Thursday, 18 June 2020
Treasury Laws Amendment (Your Superannuation, Your Choice) Bill 2019; In Committee
I'm very pleased to have an opportunity to come down and participate in this committee stage of the debate, because I wasn't actually able to participate in the second reading stage of the debate. I have a number of thoughts I'd like to share with the chamber on this very important bill and perhaps a question or two that I'll ask the minister, given the opportunity.
One of the things that struck me about the second reading debate was the different philosophical approaches to the concept of choice. We had, on this side of the chamber, government senators, who I think correctly understand choice, which is that choice is something that individuals exercise themselves. They are informed by a range of sources of advice and information, they consider that carefully and then they exercise their choice to be a member of a super fund or a member of a different super fund, to shift from one super fund to the other.
On the other side of the chamber, we had Labor senators making some very interesting contributions on the question of choice. Labor senators, in fact, although they pretend to believe in choice, don't really believe in choice. They say they believe in choice. I think I heard Senator McAllister summing up for Labor senators at one point saying, 'As we have made clear in this debate, we believe in choice.' I'm not sure it was that clear in the debate that Labor senators believe in choice, because most of their contributions were about how workers really weren't best placed to make choices about their own financial future, they weren't best placed to decide for themselves how their retirement funds should be spent or where they should be placed and needed guidance and assistance in making the choice, and a concept of collective choice had to be exercised on their behalf, because they couldn't make informed choices themselves.
Of course, collective choice is not choice at all, if you dissent from the collective decision. If you are an individual worker and you want to place your retirement funds in a different super fund because you made the judgement it's in your best interest but the collective choice has been made on your behalf that you should not be allowed to do that, where is your choice? You don't get to exercise choice at all. That really comes down to the heart of this bill.

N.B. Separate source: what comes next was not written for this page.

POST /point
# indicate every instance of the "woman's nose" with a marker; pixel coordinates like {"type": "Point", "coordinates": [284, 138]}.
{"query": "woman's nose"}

We on this side trust individuals to make decisions in their own best interest, appropriately advised, considering their retirement income, and those opposite don't trust them. Those opposite want to coerce them to do things they would not choose themselves and they want to pretend this is somehow collective choice. It's a very unusual approach to the idea of choice. So Minister, considering this issue of collective choice or individual choice, have there been any examples of workers who have tried to or have wished to exercise their own individual choice that's differed from the collective choice that was going to be imposed upon them? Have they been able to exercise that? If they haven't been able to, is there any way in which this bill might assist them to exercise that?